Мне вообще не следовало просить быть ее куратором — с самого первого дня это не приносило мне ничего, кроме горя. Знакомство с моей пленницей только исказило мое самоощущение и заставило меня усомниться в организации, которую я помогал создавать с нуля. Это заставило меня забыть, кто враг на самом деле, просто потому, что она пришла в красивой упаковке.
Я ставлю одну ногу перед другой, холодная отрешенность охватывает меня, когда я выполняю все действия по вводу кода на верхней площадке лестницы и выходу из подвала. Я возвращаюсь в свою комнату, прячу пистолет и надеваю чистую футболку. Затем направляюсь на кухню, зная, что именно там я, скорее всего, найду своего отца. Он человек привычки и всегда начинает свой день с кофе.
Как и ожидалось, я нахожу его слоняющимся возле автомата, потягивающим из дымящейся кружки, когда вхожу.
— Доброе утро, — приветствует он, вздергивая подбородок.
— Доброе утро, — бормочу я в ответ, проходя мимо него, чтобы взять свою чашку из шкафчика.
Я наполняю ее и делаю несколько глотков, затем поворачиваюсь лицом к своему старику, готовый сорвать метафорический пластырь.
— Вчера вечером у меня возникла проблема с Гриффом и Адамсом, — говорю я вежливо, как будто речь идет о чем-то столь же безобидном, как погода. — Застал их внизу с заключенной.
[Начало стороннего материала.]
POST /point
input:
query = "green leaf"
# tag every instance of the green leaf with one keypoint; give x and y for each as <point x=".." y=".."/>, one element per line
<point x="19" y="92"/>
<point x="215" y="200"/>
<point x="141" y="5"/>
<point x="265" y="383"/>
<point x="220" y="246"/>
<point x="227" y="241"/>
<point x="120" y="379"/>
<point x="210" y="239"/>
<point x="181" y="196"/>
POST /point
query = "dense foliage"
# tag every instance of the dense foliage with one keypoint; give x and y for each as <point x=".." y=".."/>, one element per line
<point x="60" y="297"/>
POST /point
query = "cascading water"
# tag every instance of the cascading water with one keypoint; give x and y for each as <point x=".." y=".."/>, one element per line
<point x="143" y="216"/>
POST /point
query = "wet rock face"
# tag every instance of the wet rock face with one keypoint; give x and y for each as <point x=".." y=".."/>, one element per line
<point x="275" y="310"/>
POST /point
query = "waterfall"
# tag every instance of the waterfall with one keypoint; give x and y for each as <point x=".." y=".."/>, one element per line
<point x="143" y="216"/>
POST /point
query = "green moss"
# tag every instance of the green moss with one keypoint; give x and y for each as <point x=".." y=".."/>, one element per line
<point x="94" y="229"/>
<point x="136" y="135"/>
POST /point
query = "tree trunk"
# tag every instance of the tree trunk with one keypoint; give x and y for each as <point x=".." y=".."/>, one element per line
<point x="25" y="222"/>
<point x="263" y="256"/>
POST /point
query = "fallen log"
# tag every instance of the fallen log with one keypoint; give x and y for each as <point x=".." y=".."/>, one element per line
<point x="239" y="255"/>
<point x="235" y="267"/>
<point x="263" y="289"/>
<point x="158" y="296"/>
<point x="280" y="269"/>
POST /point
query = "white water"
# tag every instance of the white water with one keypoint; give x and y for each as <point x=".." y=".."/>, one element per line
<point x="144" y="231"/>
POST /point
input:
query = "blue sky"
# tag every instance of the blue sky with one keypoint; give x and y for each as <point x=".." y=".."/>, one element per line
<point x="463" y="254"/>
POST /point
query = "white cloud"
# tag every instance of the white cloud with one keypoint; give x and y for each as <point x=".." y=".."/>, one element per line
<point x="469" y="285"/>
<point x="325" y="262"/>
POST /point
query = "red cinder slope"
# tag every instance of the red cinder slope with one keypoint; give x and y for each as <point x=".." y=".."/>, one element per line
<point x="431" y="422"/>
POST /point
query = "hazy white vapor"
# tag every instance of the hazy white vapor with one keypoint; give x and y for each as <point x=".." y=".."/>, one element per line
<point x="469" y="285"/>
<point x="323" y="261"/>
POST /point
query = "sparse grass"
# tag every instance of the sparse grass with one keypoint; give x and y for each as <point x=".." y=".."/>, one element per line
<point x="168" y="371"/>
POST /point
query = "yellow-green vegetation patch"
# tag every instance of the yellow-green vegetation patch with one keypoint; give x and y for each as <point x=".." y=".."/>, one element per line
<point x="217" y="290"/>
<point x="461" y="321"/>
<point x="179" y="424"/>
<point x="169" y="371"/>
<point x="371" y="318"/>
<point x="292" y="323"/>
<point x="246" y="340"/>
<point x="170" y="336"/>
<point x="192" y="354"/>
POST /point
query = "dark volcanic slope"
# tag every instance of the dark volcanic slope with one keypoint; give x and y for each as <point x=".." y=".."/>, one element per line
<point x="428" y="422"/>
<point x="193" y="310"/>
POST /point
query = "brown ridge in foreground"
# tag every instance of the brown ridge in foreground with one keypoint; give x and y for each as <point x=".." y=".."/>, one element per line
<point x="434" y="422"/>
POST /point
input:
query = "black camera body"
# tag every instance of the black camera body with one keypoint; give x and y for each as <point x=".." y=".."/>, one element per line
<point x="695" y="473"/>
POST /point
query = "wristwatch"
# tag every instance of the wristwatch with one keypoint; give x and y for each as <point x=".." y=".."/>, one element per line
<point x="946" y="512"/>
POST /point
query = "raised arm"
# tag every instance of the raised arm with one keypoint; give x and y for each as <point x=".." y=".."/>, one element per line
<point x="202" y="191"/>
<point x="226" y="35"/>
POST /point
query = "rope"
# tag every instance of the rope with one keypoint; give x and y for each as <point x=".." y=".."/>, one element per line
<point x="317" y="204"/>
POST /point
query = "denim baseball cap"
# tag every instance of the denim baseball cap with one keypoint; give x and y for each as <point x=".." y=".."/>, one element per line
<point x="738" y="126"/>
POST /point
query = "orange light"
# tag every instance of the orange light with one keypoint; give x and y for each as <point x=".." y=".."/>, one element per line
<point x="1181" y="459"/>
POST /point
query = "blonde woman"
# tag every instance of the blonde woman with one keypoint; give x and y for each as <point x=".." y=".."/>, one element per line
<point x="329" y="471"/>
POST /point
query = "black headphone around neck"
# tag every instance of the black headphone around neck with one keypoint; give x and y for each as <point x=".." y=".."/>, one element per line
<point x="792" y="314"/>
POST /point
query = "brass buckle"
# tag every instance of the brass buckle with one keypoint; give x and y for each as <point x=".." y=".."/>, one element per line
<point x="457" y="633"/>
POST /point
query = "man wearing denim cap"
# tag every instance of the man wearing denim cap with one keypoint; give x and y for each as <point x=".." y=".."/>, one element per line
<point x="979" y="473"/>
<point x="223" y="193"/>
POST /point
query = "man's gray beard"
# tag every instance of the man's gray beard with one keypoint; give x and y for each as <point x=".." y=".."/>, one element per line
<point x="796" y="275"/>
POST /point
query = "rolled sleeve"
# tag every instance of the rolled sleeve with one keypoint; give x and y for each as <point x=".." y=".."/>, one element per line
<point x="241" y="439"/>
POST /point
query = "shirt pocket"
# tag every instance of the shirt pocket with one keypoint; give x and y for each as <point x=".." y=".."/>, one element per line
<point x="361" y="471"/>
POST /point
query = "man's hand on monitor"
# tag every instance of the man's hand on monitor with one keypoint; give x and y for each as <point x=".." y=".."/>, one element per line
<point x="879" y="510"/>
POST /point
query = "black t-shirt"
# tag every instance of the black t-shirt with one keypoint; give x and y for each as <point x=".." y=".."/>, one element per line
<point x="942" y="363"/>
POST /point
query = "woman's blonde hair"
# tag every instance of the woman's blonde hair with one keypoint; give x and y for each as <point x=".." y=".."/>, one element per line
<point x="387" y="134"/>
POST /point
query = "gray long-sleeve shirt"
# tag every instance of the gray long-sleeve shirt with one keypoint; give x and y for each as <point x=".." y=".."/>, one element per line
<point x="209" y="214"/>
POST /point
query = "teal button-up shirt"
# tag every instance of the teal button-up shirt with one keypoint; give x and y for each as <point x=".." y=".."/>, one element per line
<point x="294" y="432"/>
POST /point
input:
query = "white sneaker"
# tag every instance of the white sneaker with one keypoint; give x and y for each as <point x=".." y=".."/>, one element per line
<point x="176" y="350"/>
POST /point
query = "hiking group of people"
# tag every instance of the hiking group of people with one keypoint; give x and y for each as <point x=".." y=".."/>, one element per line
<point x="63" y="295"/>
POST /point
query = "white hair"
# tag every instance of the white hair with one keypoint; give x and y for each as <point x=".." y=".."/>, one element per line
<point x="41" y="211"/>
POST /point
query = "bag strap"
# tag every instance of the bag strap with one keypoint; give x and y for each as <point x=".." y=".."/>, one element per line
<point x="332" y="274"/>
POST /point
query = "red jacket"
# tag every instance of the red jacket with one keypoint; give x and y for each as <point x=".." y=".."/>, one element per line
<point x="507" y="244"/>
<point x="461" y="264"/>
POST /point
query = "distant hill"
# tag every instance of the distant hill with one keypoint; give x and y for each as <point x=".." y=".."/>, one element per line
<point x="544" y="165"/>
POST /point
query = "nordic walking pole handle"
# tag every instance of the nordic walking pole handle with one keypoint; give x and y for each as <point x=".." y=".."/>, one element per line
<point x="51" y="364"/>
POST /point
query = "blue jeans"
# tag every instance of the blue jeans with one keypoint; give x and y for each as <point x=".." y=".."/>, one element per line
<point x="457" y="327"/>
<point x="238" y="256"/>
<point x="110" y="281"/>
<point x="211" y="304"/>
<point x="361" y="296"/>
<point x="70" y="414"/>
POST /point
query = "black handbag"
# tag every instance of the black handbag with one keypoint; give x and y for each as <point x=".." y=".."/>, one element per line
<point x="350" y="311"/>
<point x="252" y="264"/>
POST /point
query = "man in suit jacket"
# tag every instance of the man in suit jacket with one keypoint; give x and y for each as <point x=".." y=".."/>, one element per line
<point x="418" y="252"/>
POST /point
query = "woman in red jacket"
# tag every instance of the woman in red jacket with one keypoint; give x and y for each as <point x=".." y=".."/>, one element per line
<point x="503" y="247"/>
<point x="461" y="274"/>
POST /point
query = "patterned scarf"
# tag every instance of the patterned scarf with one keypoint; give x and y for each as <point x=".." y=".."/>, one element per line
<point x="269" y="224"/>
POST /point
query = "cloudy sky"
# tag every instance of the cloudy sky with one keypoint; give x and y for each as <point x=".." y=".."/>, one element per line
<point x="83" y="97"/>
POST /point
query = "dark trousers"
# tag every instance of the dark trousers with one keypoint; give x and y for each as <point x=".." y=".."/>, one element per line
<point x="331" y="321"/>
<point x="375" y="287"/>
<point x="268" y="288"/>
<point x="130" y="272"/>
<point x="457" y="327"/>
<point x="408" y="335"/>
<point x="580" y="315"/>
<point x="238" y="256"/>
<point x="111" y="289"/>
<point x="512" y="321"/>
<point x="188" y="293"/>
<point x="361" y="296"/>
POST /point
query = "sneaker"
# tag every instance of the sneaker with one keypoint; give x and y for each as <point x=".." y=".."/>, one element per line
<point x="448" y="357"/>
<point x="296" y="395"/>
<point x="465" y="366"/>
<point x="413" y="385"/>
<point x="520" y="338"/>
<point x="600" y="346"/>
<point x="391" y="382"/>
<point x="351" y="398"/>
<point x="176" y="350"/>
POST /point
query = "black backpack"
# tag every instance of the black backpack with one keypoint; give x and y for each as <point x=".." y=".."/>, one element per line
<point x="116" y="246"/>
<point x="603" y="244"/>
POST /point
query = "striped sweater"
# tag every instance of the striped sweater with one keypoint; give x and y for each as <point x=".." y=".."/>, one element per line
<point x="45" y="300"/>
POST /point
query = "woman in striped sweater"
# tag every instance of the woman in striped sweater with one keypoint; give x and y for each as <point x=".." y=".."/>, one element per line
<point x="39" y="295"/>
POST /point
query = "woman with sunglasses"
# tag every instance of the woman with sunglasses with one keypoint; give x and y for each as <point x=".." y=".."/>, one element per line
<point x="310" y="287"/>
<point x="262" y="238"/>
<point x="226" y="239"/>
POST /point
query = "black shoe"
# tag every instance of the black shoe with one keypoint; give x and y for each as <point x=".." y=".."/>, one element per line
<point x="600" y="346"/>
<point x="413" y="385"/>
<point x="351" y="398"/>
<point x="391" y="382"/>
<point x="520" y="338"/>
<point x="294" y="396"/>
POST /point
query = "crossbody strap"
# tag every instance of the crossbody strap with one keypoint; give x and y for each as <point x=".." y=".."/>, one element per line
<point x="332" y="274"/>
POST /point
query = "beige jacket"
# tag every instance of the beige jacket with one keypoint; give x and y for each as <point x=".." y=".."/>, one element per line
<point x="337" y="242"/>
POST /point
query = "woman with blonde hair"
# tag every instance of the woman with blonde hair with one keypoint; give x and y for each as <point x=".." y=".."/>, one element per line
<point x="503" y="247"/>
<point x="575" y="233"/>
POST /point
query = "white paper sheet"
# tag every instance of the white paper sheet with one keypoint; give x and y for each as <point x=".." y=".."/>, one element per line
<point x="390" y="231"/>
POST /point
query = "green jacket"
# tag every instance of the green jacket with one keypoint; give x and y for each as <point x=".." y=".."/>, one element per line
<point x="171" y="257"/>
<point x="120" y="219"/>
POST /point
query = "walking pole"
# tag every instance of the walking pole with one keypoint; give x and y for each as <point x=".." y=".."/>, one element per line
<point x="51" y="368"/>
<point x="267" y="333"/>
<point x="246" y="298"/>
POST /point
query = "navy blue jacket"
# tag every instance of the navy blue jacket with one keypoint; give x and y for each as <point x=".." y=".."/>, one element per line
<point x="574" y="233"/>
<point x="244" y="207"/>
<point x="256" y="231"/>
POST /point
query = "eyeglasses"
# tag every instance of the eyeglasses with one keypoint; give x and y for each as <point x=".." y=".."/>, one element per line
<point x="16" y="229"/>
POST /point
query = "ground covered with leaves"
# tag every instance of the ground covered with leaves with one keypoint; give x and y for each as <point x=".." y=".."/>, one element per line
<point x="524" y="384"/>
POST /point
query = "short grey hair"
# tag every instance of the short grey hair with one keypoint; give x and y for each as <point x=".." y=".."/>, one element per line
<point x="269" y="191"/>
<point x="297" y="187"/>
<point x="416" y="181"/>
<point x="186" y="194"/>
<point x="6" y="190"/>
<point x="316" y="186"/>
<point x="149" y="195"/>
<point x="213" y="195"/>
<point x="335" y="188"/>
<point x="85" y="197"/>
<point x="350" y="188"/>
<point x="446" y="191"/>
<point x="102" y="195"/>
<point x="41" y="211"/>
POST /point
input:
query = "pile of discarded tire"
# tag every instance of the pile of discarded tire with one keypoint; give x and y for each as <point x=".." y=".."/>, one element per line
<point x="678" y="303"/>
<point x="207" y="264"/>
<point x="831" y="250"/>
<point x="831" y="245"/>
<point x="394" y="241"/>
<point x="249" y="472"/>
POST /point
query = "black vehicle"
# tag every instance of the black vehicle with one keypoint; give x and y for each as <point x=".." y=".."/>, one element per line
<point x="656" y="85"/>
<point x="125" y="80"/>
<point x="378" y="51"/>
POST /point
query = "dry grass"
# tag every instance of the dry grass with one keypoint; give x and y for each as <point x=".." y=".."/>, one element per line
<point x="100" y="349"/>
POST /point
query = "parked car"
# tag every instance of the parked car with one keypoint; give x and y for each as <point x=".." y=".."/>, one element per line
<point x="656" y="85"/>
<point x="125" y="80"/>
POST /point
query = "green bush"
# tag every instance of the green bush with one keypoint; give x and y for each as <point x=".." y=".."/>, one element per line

— И где они сейчас? — спрашивает папа.
— Мертвы.
Его брови взлетают вверх, хотя его невозмутимое самообладание остается неизменным. Он делает еще глоток из своей кружки, как будто делает паузу, чтобы собраться с мыслями, затем делает большой глоток, слизывая остатки с губ.
— Что случилось?
Это та часть, где я мог бы признаться; сказать ему, что я позволил нашей заключенной манипулировать мной до такой степени, что убил ради нее. Он был бы разочарован во мне, но уважал бы мою честность. В конце концов, мы бы справились с этим, после того как он придумал креативный способ напомнить мне, кому я предан.
Проблема в том, что я знаю, как думает мой отец, и поэтому точно знаю, как подействует это напоминание. Он пошлет меня вниз, чтобы я всадил ей пулю в голову.